It’s Christmas Eve and I’m wrapping presents — my family will be here tomorrow night to receive them and have Christmas dinner with us. Now that everyone is older and the kids (my nieces) are all grown up, presents aren’t a big deal … there is less stuff to wrap, so doing it is pretty relaxing, and I’ve had time to reflect back on some of my favorite Christmas memories from childhood, which include:
- My father putting out hay for Santa’s reindeer. We lived on a dairy farm, and he made a show of scattering a whole bale of hay at a place in front of the barn where my sisters and I could see it from the window when we got up the next morning. It was the first thing we checked, and it was evident by the tracks on our snow-covered driveway and the remaining strands of hay (the large flakes were gone!) that the reindeer had stomped around and eaten it up. (My father loved animals, and I think this is one of the ways he reinforced the notion that we needed to treat them well … a theme he frequently touched on when we were growing up.)
- Getting Heaven Scent perfume for Christmas one year. It came in a frosted glass pendant in the shape of the moon (or a star, I can’t quite remember) that was suspended on a long necklace. I loved the smell of it, it was so pretty!

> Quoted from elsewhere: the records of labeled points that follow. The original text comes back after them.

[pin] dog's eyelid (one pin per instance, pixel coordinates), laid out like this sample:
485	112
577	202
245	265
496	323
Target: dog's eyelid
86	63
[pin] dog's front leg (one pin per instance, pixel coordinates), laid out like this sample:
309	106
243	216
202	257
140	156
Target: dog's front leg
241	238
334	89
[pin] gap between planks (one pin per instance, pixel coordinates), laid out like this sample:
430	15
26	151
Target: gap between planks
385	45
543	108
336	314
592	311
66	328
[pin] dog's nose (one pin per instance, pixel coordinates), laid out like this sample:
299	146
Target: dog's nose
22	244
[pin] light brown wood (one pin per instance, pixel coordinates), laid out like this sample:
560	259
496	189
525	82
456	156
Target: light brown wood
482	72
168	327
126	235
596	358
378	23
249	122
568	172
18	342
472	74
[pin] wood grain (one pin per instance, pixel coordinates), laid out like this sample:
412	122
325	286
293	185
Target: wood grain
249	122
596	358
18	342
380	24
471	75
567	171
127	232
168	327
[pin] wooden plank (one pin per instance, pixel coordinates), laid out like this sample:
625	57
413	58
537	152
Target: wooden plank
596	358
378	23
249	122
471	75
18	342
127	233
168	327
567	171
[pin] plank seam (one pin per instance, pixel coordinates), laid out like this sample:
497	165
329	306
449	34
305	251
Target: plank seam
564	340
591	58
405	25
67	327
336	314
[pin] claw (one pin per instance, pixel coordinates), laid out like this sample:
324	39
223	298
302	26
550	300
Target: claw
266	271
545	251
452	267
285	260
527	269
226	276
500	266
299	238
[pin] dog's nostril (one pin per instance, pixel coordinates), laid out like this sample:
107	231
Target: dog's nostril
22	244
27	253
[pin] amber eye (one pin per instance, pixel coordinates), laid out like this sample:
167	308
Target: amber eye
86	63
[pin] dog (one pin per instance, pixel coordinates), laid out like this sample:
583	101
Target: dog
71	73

- Also getting a talking Mrs. Beasley doll — an exciting gift not because it was a surprise (I think I circled it in the Sears’ Wish Book catalog numerous times so there would be no mistaking that I wanted it), but because Mrs. Beasley was the famous doll of a little girl named Buffy on the TV sitcom Family Affair. I loved that doll so much I took photo after photo of her with a camera I “earned” through one of those company promotions where you collected so many cereal box tops and sent them in to claim your prize. A couple rolls of film later, I realized that dolls, no matter how real they seem, don’t take good pictures.
- My mother’s belief that we should have plum pudding with Christmas dinner. My sisters didn’t care for it, but it was delicious to me (I craved those dark, boozy- flavored desserts that most kids hate from a young age — plum pudding, fruit cake, rum-raisin ice cream, mincemeat pies and the like). This was one of my mother’s constant gifts to us: she was always interested in broadening our tastes rather than placating them with a constant supply of Oreo cookies. Not that there is anything wrong with Oreo cookies, but I appreciate that she wanted more for us.
- Lastly, Santa’s letters (courtesy of my mother), in which the handwriting was scriggly and trailed off the page to the point that we asked her what was wrong with him — and her answer was, “He’s very, very old!” Considering how beautiful my mother’s handwriting is, I realize why this detail was so important in convincing us that a man with a white beard and red suit had actually visited us and eaten those cookies he thanked us for.